| DOIS IRMÃOS de Fausto Paravidino |
Estreia Festival de Almada, 16 de Julho de 2004 LEV Deixa-me ler. Dois irmãos. Uma rapariga, um espaço fechado, uma cozinha, um crime. Que corpo é este que se intromete na vida dos dois irmãos? Que tragédia se desenha entre malgas de Corn Flakes e frascos de Nutella? Que serviço militar é aquele para que parte Lev? Que nomes russos são estes, os dos dois irmãos? Em poucos anos, escreveu seis peças, cada qual do seu género: mas falando sempre dos jovens e dos seus problemas, por vezes dramáticos mas também cómicos, dada a bizarria das suas personagens retiradas da vida. Dos retratos de geração, Paravidino passa, após os acontecimentos de Julho de 2001 em Génova, ao teatro político com a facilidade de um verdadeiro escritor que sabe reinventar a vida, falando com descontraída e feroz imediatez dos nossos tiques e da sociedade ameaçadora. “Acabou o tempo das frases normais” (Lev)

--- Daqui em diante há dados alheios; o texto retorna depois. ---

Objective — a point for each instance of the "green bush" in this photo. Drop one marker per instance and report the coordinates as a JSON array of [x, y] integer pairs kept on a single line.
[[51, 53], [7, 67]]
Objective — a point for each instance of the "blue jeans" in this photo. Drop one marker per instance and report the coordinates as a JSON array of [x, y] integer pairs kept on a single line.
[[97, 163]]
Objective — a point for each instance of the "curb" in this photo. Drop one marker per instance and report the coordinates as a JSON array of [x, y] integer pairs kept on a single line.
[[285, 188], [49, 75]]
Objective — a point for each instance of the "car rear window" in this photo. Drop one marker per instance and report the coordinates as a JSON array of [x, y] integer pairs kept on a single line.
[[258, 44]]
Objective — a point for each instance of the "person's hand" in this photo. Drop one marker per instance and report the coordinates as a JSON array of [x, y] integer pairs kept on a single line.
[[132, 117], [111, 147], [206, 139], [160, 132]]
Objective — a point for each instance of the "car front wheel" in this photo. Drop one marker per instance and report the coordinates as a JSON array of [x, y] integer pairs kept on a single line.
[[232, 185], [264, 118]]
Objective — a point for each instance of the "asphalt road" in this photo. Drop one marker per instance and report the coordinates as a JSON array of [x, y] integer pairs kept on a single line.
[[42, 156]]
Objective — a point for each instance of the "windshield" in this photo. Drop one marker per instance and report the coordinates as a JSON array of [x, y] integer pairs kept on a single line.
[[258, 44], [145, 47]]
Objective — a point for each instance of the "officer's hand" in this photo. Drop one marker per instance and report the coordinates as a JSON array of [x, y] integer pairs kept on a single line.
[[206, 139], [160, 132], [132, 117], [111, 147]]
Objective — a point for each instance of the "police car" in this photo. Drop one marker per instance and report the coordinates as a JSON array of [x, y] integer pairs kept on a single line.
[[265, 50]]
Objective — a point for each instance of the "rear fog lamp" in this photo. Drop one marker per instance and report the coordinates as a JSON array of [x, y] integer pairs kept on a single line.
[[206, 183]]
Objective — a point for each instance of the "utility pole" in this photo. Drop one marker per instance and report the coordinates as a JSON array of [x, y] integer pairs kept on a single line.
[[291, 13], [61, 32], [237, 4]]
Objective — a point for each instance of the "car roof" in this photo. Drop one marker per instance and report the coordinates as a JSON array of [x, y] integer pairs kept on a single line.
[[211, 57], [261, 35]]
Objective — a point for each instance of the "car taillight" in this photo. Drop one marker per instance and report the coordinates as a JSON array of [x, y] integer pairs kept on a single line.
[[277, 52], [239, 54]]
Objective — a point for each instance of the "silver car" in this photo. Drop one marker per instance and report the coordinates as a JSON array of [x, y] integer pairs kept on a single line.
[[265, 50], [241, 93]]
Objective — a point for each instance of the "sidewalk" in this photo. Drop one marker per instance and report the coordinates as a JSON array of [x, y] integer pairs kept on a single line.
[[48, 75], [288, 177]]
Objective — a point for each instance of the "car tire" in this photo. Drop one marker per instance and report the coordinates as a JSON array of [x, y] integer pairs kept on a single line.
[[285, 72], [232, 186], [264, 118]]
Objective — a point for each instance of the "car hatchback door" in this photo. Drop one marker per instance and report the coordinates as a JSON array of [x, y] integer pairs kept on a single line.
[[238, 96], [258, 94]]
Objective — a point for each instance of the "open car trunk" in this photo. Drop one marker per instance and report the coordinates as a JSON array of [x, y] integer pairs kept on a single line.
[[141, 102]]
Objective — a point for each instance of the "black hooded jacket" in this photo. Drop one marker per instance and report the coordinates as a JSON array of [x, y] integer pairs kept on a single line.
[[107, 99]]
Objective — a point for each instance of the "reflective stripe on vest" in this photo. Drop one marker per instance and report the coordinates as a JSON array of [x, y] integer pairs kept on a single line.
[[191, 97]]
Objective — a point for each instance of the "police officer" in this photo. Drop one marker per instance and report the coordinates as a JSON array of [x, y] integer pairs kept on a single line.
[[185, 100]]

“Não é um problema de relações, é só um problema de limpeza”, avisa Boris, o irmão mais velho. Se é a partir da denegação que se cria o diálogo, que se encena uma comunicação perturbada em que nas palavras há muito mais do que o seu sentido imediato, ou haja apenas o mesmo sem-sentido, é verdade também que, já a partir do título, somos lembrados de que é de um problema de limpeza, de estabelecimento de simetria que se trata. Dois irmãos, Boris e Lev, e um terceiro elemento, Erica, namorada, objecto comum de desejo. Fonte de perturbação, motor da “limpeza” que irá reconstituir a verdade do título, eixo em torno do qual vão girar as tensões que fazem da peça quase um “thriller” psicológico. Alianças e traições, conjunções e separações e o fantasma de uma ligação superior, de uma força maior, da força que liga o mais velho ao mais novo, a relação doentia de dois irmãos. A combinação das personagens vai mudando, jogada em torno das entradas e das saídas. Saindo, as personagens colocam-se a salvo, mas estão destinadas a regressar e a pagar a sua deserção (como Lev soldado). “Tentei sair, não se pode? Acho que também vos fazia bem”, diz Erica. E será depois da única saída do irmão mais velho que a destruição tomará conta da cozinha. Depois há as cartas, cartas faladas, gravações em cassetes, para os pais e depois para Lev. Cartas onde a mentira é intencional, onde é proibido dizer a verdade. Cartas que marcam a fronteira entre as “nossas coisas”, que dizem respeito apenas aos irmãos, e Erica, o elemento exterior, que vem perturbar a fronteira entre mentira e verdade (ou entre as cartas e a realidade da cozinha) com os seus jogos da verdade e da mentira.